Skoda Superb gets

serious

Skoda Superb, front action
Skoda Superb, side static
Skoda Superb, rear static
Skoda Superb, boot
Skoda Superb, dashboard
Skoda Superb, estate side static
Skoda Superb, boot 2
Skoda Superb, estate rear static
Skoda Superb, umbrella

PORSCHE Panamera owners be warned - take care who you challenge at the lights. If it's a certain Skoda, you'll lose.

Yes, you can now buy a big, comfy Skoda that will out drag one version of Porsche's big hatchback at less than half the price. And with a Skoda badge.

How embarrassing is that. Best, of course, that neither driver gives in to the urge to play top dog, but...

The Porsche humbling machine is a version of the Czech company's latest Superb hatch and estate that comes with a pumped up 2.0-litre turbo petrol engine whose 280 horsepower make it the most powerful Skoda you can buy.

For the record, this Skoda sizzles to 62mph in 5.8 seconds (Porsche 6.3 seconds) and tops out at 155mph and surely produces a car unique in its combination of cost/space/speed.

For the £31,445 2.0 TSI 280ps Superb SE L Executive (the estate is £1,300 more) looks almost unfeasibly inexpensive considering what you get for your money.

First, there's the room on offer. Or living room, if we're talking about space in the back seat. You'll need something in the limo league to approach the Superb's sense of liberating, leg stretching vastness.

Then consider the boot space; huge in the hatch and simply gargantuan in the (surprisingly, slightly shorter) estate. Bigger, even than you'll discover in a Mercedes-Benz E-Class, long considered the go-to car when you need space for the kitchen sink and draining board too.

You can have all this roominess in a Superb costing as little as £19,060 for the hatch but, while its little 1.4 litre petrol engine performs far more strongly than you'd ever imagine, it's hardly the fire breather tested here.

Its four-cylinder 2.0 litre engine manages to produce more power than the 3.6 litre V6 in the old Superb - thank turbocharging for that - and, on paper at least, looks usefully economical too.

You will have to try very hard indeed to approach the 39.8mpg quoted as this Superb's official average. The trip computer showed 30mpg after a moderately enthusiastic run - not bad, but with the constant temptation to enjoy the performance it might need a saint with a weak right leg to do better.

The engine's 160g/km pollution rating translates into £185 annual road tax, which is unlikely to trouble a potential purchaser.

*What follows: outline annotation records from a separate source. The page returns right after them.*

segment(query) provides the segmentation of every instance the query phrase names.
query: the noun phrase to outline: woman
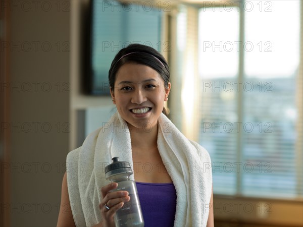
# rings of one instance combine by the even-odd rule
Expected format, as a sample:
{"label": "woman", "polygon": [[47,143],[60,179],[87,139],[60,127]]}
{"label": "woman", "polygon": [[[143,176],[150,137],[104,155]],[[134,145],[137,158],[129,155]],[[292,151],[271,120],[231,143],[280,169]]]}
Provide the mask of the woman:
{"label": "woman", "polygon": [[114,226],[127,191],[111,192],[104,167],[116,156],[133,167],[145,226],[213,226],[210,158],[163,114],[168,65],[154,49],[131,44],[109,72],[118,112],[68,155],[58,226]]}

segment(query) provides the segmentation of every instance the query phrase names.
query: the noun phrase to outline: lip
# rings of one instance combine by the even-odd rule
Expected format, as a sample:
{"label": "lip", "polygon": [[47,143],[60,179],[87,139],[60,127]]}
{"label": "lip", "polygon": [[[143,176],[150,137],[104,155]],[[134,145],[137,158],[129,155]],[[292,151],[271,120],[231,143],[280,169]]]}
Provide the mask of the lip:
{"label": "lip", "polygon": [[[133,109],[142,109],[142,108],[145,108],[145,107],[149,108],[150,109],[148,111],[147,111],[146,112],[144,113],[144,114],[134,114],[133,112],[133,111],[131,111],[131,110]],[[150,107],[149,107],[149,106],[141,106],[141,107],[140,107],[132,108],[131,109],[130,109],[129,110],[129,111],[133,115],[133,116],[134,116],[134,117],[135,117],[136,118],[144,118],[144,117],[147,116],[149,114],[149,112],[150,112],[150,111],[152,111],[152,109],[153,109],[153,108],[152,108]]]}

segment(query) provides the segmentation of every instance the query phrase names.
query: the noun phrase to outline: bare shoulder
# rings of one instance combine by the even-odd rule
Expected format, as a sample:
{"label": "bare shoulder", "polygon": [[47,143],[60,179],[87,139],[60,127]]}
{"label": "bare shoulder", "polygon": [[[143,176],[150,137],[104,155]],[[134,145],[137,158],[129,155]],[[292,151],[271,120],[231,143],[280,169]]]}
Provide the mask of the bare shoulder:
{"label": "bare shoulder", "polygon": [[61,203],[60,204],[60,211],[57,222],[57,226],[76,226],[71,209],[66,175],[66,173],[65,173],[62,181]]}

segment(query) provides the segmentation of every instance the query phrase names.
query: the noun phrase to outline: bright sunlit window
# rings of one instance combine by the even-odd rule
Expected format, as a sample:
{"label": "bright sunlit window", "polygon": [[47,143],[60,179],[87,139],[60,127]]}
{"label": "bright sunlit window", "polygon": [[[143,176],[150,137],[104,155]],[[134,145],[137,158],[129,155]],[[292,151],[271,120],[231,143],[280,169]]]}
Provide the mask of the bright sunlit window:
{"label": "bright sunlit window", "polygon": [[199,11],[199,142],[214,193],[301,197],[300,1],[255,3]]}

Part of the keenness shown by the fastest Superb is down to the six-speed DSG automatic gearbox that comes as part of the package. With gearchange paddles on the steering wheel (a £95 no brainer upgrade), this car suddenly feels smaller and extremely sporty when the right road appears.

Should it then turn rapidly into the wrong road another standard feature will step in to assist, in the form of a four-wheel drive system that pushes power to the rear wheels if the going gets slippery.

For another £750 you can add dynamic chassis control that lets you select several grades of suspension stiffness by prodding a dash display; the car rides quite firmly in standard mode already but can turn more race-ery if desired (or sink into softness at the other extreme).

If auto gears and all-wheel drive make the price look already pretty darned reasonable, consider what else comes as standard - leather trim, adaptive cruise control, sat nav, electric driver's seat with memory and DAB radio.

Oh, and an ice scraper in the fuel flap and an umbrella in a rear door. Eat your heart out, Porsche.